Multivariate statistical techniques, such as cluster analysis and principal component analysis (PCA), were applied for evaluation of spatial variations and interpretation of large complex water quality data set of the Ganga river basin, generated during one year (2013-2014) monitoring of eight water parameters at seven different sites. Hierarchical cluster analysis grouped seven sampling sites into three clusters, i.e., relatively low polluted (LP), medium polluted (MP) and highly polluted (HP) sites based on the similarity of water quality characteristics. Principal component analysis produced three significant main components and explaining more than 82.9% of the variance (anthropogenic and industrial effect) that present 57.1%, 13.8% and 12% respectively of the total variance of water quality in Ganga river.

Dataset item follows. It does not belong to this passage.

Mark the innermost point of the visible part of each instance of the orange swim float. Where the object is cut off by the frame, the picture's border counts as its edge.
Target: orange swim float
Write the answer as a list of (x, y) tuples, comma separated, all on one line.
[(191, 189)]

The result reveals that Turbidity, Dissolved oxygen and Biochemical oxygen demand are the parameters that are most important in assessing variations of water quality. Water quality index based on eight parameters (Turbidity, DO, BOD, COD, pH, TS, TSS and TDS) calculated for all the sites are found to be medium to bad. Thus, this study illustrates the usefulness of multivariate statistical techniques for analysis, interpretation of complex data sets and understanding spatial variations in water quality for effective river water quality management. The study reveals that untreated industrial and municipal discharges are the major source of the pollution to the Ganga river. Implementation of suitable management plan along with proper sewerage treatment network, maintaining sufficient dilution flow, artificial aeration and watershed management will control the pollution in the Ganga river.